No início do século XX, o cronista João do Rio registrou uma cidade em plena transformação. A profunda e à época polêmica reforma capitaneada pelo prefeito Pereira Passos não alterava apenas a geografia, mas também trazia à população um novo modo de se relacionar com os espaços públicos, que passou a percorrer a partir de então vias mais largas — uma inspiração que veio da Paris idealizada pelo Barão Haussmann. Hoje, quem flana como o escritor pelo Centro sente mais ventos de mudança, diferentes daqueles, claro, mas com potência para alterar o cenário. O movimento, que vinha arrefecendo por uma combinação de desordem urbana com solavancos econômicos, está aos poucos retomando o vigor, fenômeno que se pronuncia na coleção de canteiros de obras. Uma marca destes tempos é que boa parte dos empreendimentos tem a moradia como finalidade, rompendo com uma tradição majoritariamente comercial dessa zona da cidade. “Em um ano, o número de pedidos de licença para edifícios residenciais superou todos os registrados na última década”, confirma a arquiteta e urbanista Thaís Garlet Biagini, gerente de planejamento do Centro, da prefeitura.

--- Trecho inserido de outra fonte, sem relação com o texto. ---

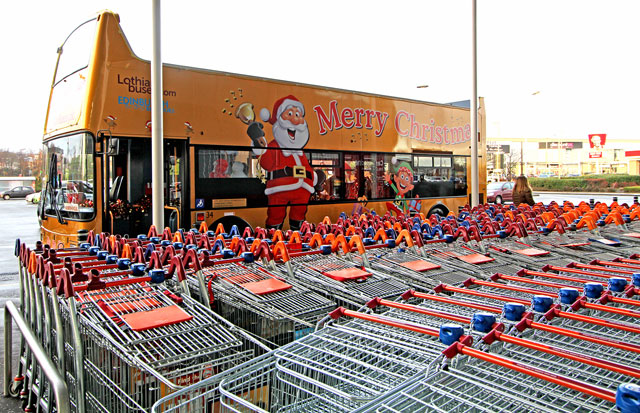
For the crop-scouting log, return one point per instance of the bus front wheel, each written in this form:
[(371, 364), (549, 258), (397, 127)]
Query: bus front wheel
[(229, 221)]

O atual aquecimento imobiliário do bairro, que resiste às turbulências econômicas, tem um leque de explicações. Um de seus motores passa pelas facilidades promovidas pelo Reviver Centro, programa municipal lançado em julho de 2021 na tentativa de reverter o flagrante abandono da área. O conjunto de medidas trouxe incentivos fiscais, como a suspensão de dívida ativa e a isenção de IPTU para novos empreendimentos na área, onde até o fim da década de 90 não era permitida a construção de unidades para moradia. “As antigas legislações acabaram coibindo uma vida urbana dentro desse eixo comercial. O Centro, porém, tem uma vocação residencial muito forte graças a toda infraestrutura que já está ali, em forma de serviços e aparelhos culturais”, explica Leonardo Mesquita, vice-presidente comercial da Cury, responsável pelo primeiro residencial que se ergue em sete décadas na Avenida Presidente Vargas, exatamente em frente à estação do metrô. E o empreendimento foi bem recebido: quase 60% dos 360 apartamentos na planta foram arrematados.
Os números do Centro ajudam a dar uma dimensão da euforia imobiliária naquelas imediações. São mais de 2 000 unidades ali previstas para construção ou retrofit, das quais mais da metade já foi licenciada (veja no quadro). Inicialmente, a Secretaria de Planejamento Urbano tinha como objetivo um avanço de 15% nos lançamentos residenciais até 2024, mas a meta será muito em breve superada: em agosto, o aumento já era de 13,24%. Somando a Zona Portuária à equação, adicionam-se mais 4 300 apartamentos distribuídos pelos quatro empreendimentos atualmente em obras — o maior deles foi lançado no mês passado com 10% das unidades amealhadas na pré-venda. O esperado é que haja um crescimento populacional na área nos próximos anos, instaurando-se um desejável ciclo virtuoso. “Estou ansiosa para ver a nova vida que vai despontar por lá daqui a pouco tempo”, diz a sargento da Aeronáutica Amanda Correia, 26 anos, que acaba de comprar na vizinhança seu primeiro imóvel, juntando-se aos mais de 40 000 moradores do Centro e da Lapa, listados no último Censo disponível, de 2010.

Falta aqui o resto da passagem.